Let no one touch this gentle sun
In whose dark eye
Someone is awake.
(No light, no gold, no name, no color
And no thought:
O, wide awake!)
A golden heaven
Sings by itself
A song to nobody.
(CP 337–38)
From the moment a man is immersed in confusion and carried away by the passions and eccentricities of a bewildered and not always upright society, he has little hope of finding himself merely by shutting his eyes and following the Tao. The Tao may be within him, but he is completely out of touch with it, just as he is out of touch with his own inmost self. Recovery of the Tao is impossible without a complete transformation, a change of heart, which Christianity would call metanoia. Zen . . . envisaged this problem, and studied at how to arrive at satori, or the explosive rediscovery of the hidden and lost reality within us.
(MZM 50)
Buddhism does not seek primarily to understand or to “believe in” the enlightenment of Buddha as the solution to all human problems, but seeks an existential and empirical participation in that enlightenment experience.
(ZBA 36)
If you are attached to worldly things you are not a religious man.
If you are attached to appearances you cannot meditate.
If you are attached to your own soul you cannot have bodhicitta.
If you are attached to doctrines you cannot reach the highest attainment.
(AJ 120–21)
When we are empty we become capable of fullness (which has never been absent from us).
(ZBA 137)
In Buddhism . . . the highest development of consciousness is that by which the individual ego is completely emptied and becomes identified with the enlightened Buddha, or rather finds itself to be in reality the enlightened Buddha mind.
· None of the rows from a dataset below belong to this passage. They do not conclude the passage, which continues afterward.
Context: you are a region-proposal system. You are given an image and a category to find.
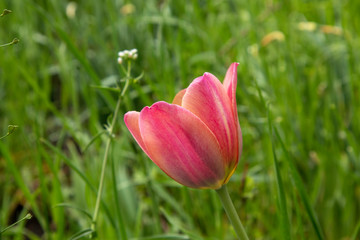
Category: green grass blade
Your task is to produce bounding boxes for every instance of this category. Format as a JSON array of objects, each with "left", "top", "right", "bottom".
[
  {"left": 350, "top": 221, "right": 360, "bottom": 240},
  {"left": 274, "top": 127, "right": 324, "bottom": 240},
  {"left": 267, "top": 106, "right": 291, "bottom": 239},
  {"left": 70, "top": 228, "right": 94, "bottom": 240}
]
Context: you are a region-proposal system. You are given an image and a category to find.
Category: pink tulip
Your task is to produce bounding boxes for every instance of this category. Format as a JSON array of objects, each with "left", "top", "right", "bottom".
[{"left": 124, "top": 63, "right": 242, "bottom": 189}]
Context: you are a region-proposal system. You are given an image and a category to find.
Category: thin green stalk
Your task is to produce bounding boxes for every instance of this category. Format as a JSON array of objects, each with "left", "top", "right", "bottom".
[
  {"left": 0, "top": 213, "right": 32, "bottom": 234},
  {"left": 91, "top": 61, "right": 131, "bottom": 236},
  {"left": 215, "top": 185, "right": 249, "bottom": 240}
]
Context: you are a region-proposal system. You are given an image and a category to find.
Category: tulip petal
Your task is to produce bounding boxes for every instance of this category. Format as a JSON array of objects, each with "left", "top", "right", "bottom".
[
  {"left": 223, "top": 62, "right": 239, "bottom": 121},
  {"left": 182, "top": 73, "right": 239, "bottom": 164},
  {"left": 124, "top": 111, "right": 148, "bottom": 157},
  {"left": 139, "top": 102, "right": 226, "bottom": 188},
  {"left": 173, "top": 89, "right": 186, "bottom": 106}
]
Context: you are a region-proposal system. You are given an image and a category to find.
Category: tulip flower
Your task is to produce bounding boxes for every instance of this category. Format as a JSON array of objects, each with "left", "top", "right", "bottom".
[{"left": 124, "top": 63, "right": 242, "bottom": 189}]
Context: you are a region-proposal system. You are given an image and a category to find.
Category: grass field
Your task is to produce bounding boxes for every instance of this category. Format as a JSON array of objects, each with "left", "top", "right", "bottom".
[{"left": 0, "top": 0, "right": 360, "bottom": 240}]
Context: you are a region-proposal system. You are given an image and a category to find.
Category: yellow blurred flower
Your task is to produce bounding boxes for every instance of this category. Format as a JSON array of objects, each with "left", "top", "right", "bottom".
[{"left": 261, "top": 31, "right": 285, "bottom": 47}]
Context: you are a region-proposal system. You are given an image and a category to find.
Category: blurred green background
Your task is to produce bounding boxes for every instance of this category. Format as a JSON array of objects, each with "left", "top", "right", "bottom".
[{"left": 0, "top": 0, "right": 360, "bottom": 240}]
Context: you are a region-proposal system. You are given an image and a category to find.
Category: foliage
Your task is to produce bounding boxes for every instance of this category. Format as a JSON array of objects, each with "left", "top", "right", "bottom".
[{"left": 0, "top": 0, "right": 360, "bottom": 240}]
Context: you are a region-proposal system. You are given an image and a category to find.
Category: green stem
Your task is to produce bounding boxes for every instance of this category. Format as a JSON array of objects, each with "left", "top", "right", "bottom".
[
  {"left": 215, "top": 185, "right": 249, "bottom": 240},
  {"left": 91, "top": 61, "right": 131, "bottom": 236}
]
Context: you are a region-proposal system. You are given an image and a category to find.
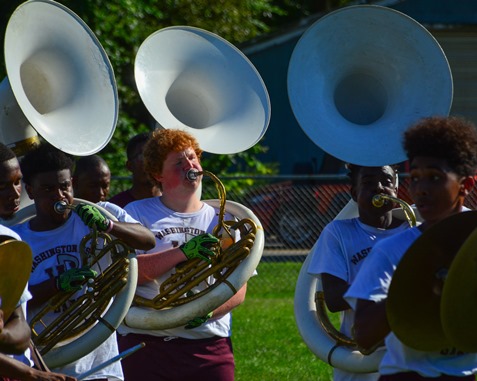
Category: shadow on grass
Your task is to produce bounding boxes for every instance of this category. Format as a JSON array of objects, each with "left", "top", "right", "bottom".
[{"left": 232, "top": 262, "right": 332, "bottom": 381}]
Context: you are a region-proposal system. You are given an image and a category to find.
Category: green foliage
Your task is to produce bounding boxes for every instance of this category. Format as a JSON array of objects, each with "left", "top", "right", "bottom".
[{"left": 0, "top": 0, "right": 352, "bottom": 193}]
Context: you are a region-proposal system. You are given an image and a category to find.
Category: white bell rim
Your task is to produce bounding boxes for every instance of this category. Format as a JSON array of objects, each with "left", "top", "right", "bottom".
[
  {"left": 287, "top": 5, "right": 453, "bottom": 166},
  {"left": 5, "top": 0, "right": 119, "bottom": 156}
]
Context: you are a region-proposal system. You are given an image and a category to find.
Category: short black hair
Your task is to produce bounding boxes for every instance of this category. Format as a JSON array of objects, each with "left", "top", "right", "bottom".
[
  {"left": 20, "top": 143, "right": 74, "bottom": 184},
  {"left": 403, "top": 116, "right": 477, "bottom": 176},
  {"left": 74, "top": 155, "right": 109, "bottom": 177},
  {"left": 126, "top": 132, "right": 151, "bottom": 160},
  {"left": 0, "top": 143, "right": 16, "bottom": 163}
]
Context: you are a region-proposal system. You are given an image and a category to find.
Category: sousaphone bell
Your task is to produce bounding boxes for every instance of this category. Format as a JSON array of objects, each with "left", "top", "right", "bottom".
[
  {"left": 124, "top": 26, "right": 270, "bottom": 329},
  {"left": 0, "top": 0, "right": 137, "bottom": 368}
]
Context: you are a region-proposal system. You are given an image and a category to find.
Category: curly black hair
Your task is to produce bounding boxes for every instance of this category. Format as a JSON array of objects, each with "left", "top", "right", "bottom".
[
  {"left": 20, "top": 143, "right": 74, "bottom": 184},
  {"left": 126, "top": 132, "right": 152, "bottom": 160},
  {"left": 403, "top": 116, "right": 477, "bottom": 176},
  {"left": 0, "top": 143, "right": 16, "bottom": 163}
]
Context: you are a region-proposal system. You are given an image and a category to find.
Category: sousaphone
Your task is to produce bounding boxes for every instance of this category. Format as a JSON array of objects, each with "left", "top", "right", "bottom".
[
  {"left": 288, "top": 5, "right": 453, "bottom": 373},
  {"left": 0, "top": 0, "right": 137, "bottom": 368},
  {"left": 124, "top": 26, "right": 270, "bottom": 329}
]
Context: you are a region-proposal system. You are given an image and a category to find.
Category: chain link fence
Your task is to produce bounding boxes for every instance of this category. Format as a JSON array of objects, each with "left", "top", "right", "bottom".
[{"left": 112, "top": 174, "right": 477, "bottom": 292}]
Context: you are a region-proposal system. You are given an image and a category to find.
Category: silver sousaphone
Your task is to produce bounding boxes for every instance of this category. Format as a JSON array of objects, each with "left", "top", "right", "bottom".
[
  {"left": 0, "top": 0, "right": 137, "bottom": 368},
  {"left": 288, "top": 5, "right": 453, "bottom": 373},
  {"left": 124, "top": 26, "right": 270, "bottom": 329}
]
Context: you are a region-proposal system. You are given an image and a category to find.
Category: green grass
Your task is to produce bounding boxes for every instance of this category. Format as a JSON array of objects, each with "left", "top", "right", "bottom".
[{"left": 232, "top": 262, "right": 332, "bottom": 381}]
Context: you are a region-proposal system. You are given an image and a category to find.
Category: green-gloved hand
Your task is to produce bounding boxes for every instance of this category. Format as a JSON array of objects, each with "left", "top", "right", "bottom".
[
  {"left": 179, "top": 233, "right": 219, "bottom": 263},
  {"left": 184, "top": 312, "right": 212, "bottom": 329},
  {"left": 56, "top": 267, "right": 98, "bottom": 292},
  {"left": 75, "top": 203, "right": 110, "bottom": 232}
]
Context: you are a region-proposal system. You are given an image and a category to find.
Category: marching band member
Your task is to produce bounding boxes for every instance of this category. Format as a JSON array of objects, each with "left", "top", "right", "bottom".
[
  {"left": 109, "top": 132, "right": 161, "bottom": 208},
  {"left": 13, "top": 144, "right": 154, "bottom": 380},
  {"left": 73, "top": 155, "right": 111, "bottom": 203},
  {"left": 118, "top": 129, "right": 246, "bottom": 381},
  {"left": 345, "top": 117, "right": 477, "bottom": 381}
]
Nirvana is not the consciousness of an ego that is aware of itself as having crossed over to “the other shore” . . . but the Absolute Ground–Consciousness of the Void, in which there are no shores. Thus the Buddhist enters into the self-emptying and enlightenment of Buddha as the Christian enters into the self-emptying (crucifixion) and glorification (resurrection and ascension) of Christ. The chief difference between the two is that the former is existential and ontological, the latter is theological and personal. But “person” here must be distinguished from “the individual empirical ego.”
(ZBA 76)
Zen is not our awareness, but Being’s awareness of itself in us.
(MZM 17, italics Merton’s)
Personally I do not think satori is impossible for a Christian any more than it is for a Buddhist. In either case, one goes in a certain sense beyond all categories, religious or otherwise.
(HGL 443)
The Zen insight is the awareness of full spiritual reality, and therefore the realization of the emptiness of all limited or particularized realities.
(MZM 17)
As the Buddhists say, Nirvana is found in the midst of the world around us, and truth is not somewhere else. To be here and now where we are in our “suchness” is to be in Nirvana.
(ZBA 87, italics Merton’s)
Nirvana is beyond experience. Yet it is also the “highest experience” if we see it as a liberation from merely psychological limitations. The words “experience of love” must not be understood in terms of emotional fulfillment . . . but of full realization, total awakening — a complete realization of love not merely as the emotion of a feeling subject but as the wide openness of Being itself, the realization that Pure Being is Infinite Giving, or that Absolute Emptiness is Absolute Compassion.
(ZBA 86, italics Merton’s)
Nirvana: perfect awareness and perfect compassion. Nirvana is the wisdom of perfect love grounded in itself and shining through everything, meeting with no opposition.
(ZBA 84, italics Merton’s)
If you once penetrate by detachment and purity of heart to the inner secret of the ground of your ordinary experience, you attain to a liberty that nobody can touch.
(AJ 342)
Once we live in awareness of the cosmic dance and move in time with the Dancer, our life attains its true dimension.